Heroes of Holography

In the early 1960's a series of publications reported the discovery and potential applications of holographic interferometry. They became known as the Powell and Stetson papers. Robert H. Powell passed away in July, 2015. I asked Karl Stetson to reflect on his memories of his research partner. The following is Karl's response.

 

Memories of Robert L. Powell by Karl Stetson

      I learned that today, July 21, 2015, Robert L. Powell died this morning at the age of 91 in a Houston Texas hospital from complications of prostate cancer.  I spoke with his son, Robert Powell Jr. in response to an email I had received.  What I would like to do here is to write down my memories of him, first as a professor, then as a friend, then as also a colleague.

      I first met him when I was an undergraduate at what is now the University of Massachusetts at Lowell.  Bob was one of the most competent and conscientious professors I had.  If any of us asked a knotty question he couldn’t answer on the spot, we could be sure he would have the answer for us at our next class.  We kept in contact after I graduated, and I remember my wife Elaine and I visiting him and his wife Betty 1962 when we were living near Buffalo, NY, and he had joined IBM at Owego, NY.  In September, 1962, I moved to Ann Arbor, Michigan, and joined what was then the University of Michigan’s Institute of Science and Technology, (IST).  I remember visiting him and describing the optical Fourier processing work that was being done at the IST.  When I said the light had to be coherent, that precipitated an argument that lasted till the small hours of the night.
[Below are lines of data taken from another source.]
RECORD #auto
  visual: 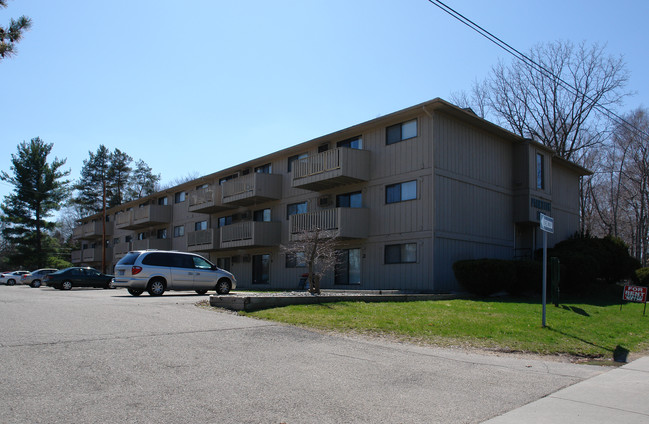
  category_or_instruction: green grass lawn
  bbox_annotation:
[245,288,649,358]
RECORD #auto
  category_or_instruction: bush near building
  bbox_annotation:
[453,235,649,296]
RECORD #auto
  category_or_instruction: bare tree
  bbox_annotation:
[280,228,338,294]
[613,109,649,265]
[458,41,630,163]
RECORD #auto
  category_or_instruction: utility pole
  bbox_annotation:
[101,178,106,274]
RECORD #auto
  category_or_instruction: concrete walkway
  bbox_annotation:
[486,356,649,424]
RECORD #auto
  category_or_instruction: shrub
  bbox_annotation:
[505,261,543,295]
[548,235,640,291]
[635,268,649,286]
[453,259,516,297]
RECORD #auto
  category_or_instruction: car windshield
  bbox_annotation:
[117,252,140,265]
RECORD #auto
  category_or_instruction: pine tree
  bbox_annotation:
[73,144,111,215]
[0,0,32,60]
[107,149,133,208]
[0,137,70,267]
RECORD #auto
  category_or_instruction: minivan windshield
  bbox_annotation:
[117,252,140,265]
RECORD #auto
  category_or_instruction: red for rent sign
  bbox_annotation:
[622,286,647,303]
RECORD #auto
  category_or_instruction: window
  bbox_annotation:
[383,243,417,264]
[252,208,270,222]
[255,163,273,174]
[334,249,361,284]
[385,181,417,203]
[219,215,232,228]
[287,153,307,172]
[336,191,363,208]
[192,256,212,269]
[385,119,417,144]
[336,135,363,149]
[286,202,306,219]
[216,258,232,271]
[536,153,545,190]
[174,225,185,237]
[286,252,306,268]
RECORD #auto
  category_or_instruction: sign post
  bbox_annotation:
[539,214,554,327]
[620,284,647,316]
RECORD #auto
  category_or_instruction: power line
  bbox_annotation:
[428,0,649,137]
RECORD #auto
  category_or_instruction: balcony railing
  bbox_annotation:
[221,172,282,206]
[133,239,171,250]
[289,208,369,241]
[221,221,282,249]
[189,184,232,213]
[291,147,370,191]
[81,246,113,263]
[72,221,115,240]
[187,228,219,252]
[115,205,171,230]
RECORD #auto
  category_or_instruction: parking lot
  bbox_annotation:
[0,286,604,423]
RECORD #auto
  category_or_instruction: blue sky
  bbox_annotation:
[0,0,649,205]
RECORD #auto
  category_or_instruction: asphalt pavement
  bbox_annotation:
[0,286,649,424]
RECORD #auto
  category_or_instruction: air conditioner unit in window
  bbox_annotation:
[318,196,331,207]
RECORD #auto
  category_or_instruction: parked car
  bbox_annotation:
[20,268,58,288]
[43,266,113,290]
[0,271,29,286]
[113,250,237,296]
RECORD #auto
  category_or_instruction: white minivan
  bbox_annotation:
[113,250,237,296]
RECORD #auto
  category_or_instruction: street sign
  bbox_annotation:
[539,214,554,234]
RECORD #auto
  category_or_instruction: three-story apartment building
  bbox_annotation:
[72,99,588,292]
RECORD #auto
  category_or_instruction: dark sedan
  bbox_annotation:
[43,267,113,290]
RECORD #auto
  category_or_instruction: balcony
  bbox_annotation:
[132,239,171,250]
[221,172,282,206]
[187,228,219,252]
[221,221,282,249]
[72,221,114,240]
[115,205,171,230]
[81,246,113,263]
[291,147,370,191]
[70,250,81,264]
[188,184,232,214]
[288,208,370,241]
[113,243,132,255]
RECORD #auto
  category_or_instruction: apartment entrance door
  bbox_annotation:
[252,255,270,284]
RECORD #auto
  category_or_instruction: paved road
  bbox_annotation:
[0,286,605,423]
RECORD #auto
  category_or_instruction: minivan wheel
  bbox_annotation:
[147,280,165,296]
[216,278,230,294]
[127,289,144,296]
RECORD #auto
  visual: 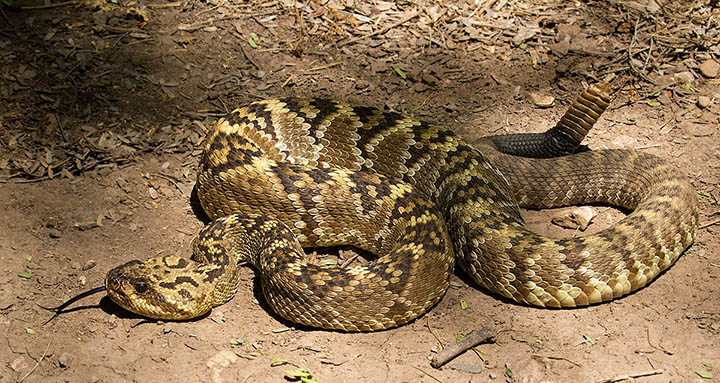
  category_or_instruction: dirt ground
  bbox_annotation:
[0,0,720,382]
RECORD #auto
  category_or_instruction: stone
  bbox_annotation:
[552,206,597,231]
[697,96,712,109]
[529,92,555,108]
[58,352,72,368]
[698,59,720,78]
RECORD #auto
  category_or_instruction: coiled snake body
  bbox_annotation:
[106,84,698,331]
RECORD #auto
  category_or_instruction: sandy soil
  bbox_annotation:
[0,1,720,382]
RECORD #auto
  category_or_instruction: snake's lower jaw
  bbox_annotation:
[105,257,212,320]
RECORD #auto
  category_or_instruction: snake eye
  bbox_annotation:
[133,282,147,294]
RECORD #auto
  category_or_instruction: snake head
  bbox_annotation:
[105,256,213,320]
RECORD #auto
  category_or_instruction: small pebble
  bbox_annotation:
[8,356,29,372]
[530,92,555,108]
[552,206,597,231]
[58,352,72,368]
[698,60,720,78]
[697,96,712,109]
[82,259,97,271]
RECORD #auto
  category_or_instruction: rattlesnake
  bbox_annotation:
[97,84,698,331]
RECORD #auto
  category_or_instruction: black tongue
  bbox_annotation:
[38,286,105,325]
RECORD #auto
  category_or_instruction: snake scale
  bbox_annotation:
[105,83,698,331]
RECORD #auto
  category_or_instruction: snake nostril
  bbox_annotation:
[133,282,147,294]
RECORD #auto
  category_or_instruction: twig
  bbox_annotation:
[413,366,442,383]
[338,12,420,48]
[698,219,720,229]
[238,41,260,70]
[538,355,582,368]
[430,327,495,368]
[148,1,182,8]
[425,315,445,349]
[597,368,665,383]
[18,337,55,383]
[20,0,80,9]
[308,61,342,72]
[647,327,674,355]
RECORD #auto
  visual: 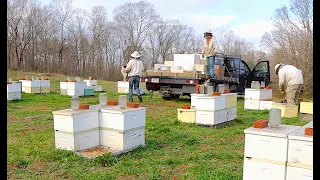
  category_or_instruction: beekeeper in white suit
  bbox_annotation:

      In 1964, Bob decided to leave IBM and was looking for another situation.  Based on my enthusiasm for what we were doing, he interviewed at IST and was hired.  Our main work at IST was airborne side-looking synthetic aperture radar; however, an offshoot was the off-axis hologram, something greatly aided by our recent acquisition of He-Ne lasers. By 1964, holograms had progressed from continuous tone transparencies, to diffusely illuminated transparencies, to three-dimensional objects.  Bob and I were put to work to solve the “problem of the holograms,” i.e., that the brightest one yet made was a fluke that couldn’t be duplicated.  We solved this problem, and in the process discovered holographic interferometry.

      We didn’t know that, months earlier, Emmett Leith and Juris Upatnieks had observed results in hologram reconstructions that, in retrospect, were examples of holographic interferometry.  They never sought to understand these phenomena, but when Powell and I made analogous observations, we proposed that separate recordings within a single hologram could give rise to interference between their reconstructions.  We then did experiments that confirmed this, and went on to explore holography of vibrating objects.  We were also the first to conceive and demonstrate that a hologram could act as a beamsplitter between the light reflected by an object and light reconstructed by its reference beam, the basis of real-time holographic interferometry.
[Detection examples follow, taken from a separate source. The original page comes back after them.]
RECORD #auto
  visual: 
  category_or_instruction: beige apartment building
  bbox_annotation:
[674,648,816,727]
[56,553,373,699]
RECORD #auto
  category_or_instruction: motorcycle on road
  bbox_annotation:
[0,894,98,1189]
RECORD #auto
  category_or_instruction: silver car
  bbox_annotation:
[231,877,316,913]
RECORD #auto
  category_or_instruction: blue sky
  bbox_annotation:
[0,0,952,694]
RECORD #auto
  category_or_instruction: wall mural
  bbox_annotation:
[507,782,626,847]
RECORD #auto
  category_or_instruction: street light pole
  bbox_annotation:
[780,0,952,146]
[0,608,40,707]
      It is fair to say that I was the primary experimentalist of our collaboration and that Bob was the main theoretician, but he was much more than that.  He had a strong distrust of what was conventional wisdom around the laboratory, and he also had a keen understanding of the concepts of physics.  When our observations suggested light beams that were incoherent during the recording of a hologram became coherent within its reconstruction, he recognized this was a ground-breaking discovery.  Neither Powell nor I could have discovered holographic interferometry alone – it was the fortunate result of our combined capabilities.

      In the winter of 1965, I left IST to join GCA Corporation in Massachusetts.  By summer of 1966, Bob had left IST and was working for Grant/Crafton Optronics, GCO.  In the fall of 1966, I left to join the Institute of Optical Research at the Royal Institute of Technology (KTH) in Stockholm to obtain my doctoral degree.  Bob eventually left GCO and joined American Optical in Southbridge, Mass.  We met, he and his wife Betty and I and my wife Elaine, in the summer of 1968 at a pair of conferences in Glasgow, Scotland, and Florence, Italy.  He and I presented invited papers at the Glasgow conference.

      I had contact with Bob in 1970 while I was at the National Physical Laboratory in England.  He had started his own company, and we corresponded about that and legal issues that had arisen regarding the University of Michigan patents on holographic interferometry.  I also had contact with him when he was at Oakland University in Rochester, Michigan, and I was at Ford Research Laboratories around 1972.  I know he worked with Joseph Hovanesian there on photo-elastic effects in holographic interferometry.  After that, I moved back to the East Coast and he moved back to Texas.

      During the last forty years, we never met, but occasionally conversed by telephone and eventually by email.  I know that in recent years he became very interested in Euclidean geometry and related material concerning subjects as diverse as fractals.  At one point he sent me a draft of work on this subject, but, as I emailed him, for me it was like joining a book discussion group where not only had I not read the book, I didn’t even know what the book was.  His was a unique mind, capable of remarkable insights and unique perspectives, and I will always be in his debt for launching me on what became my career.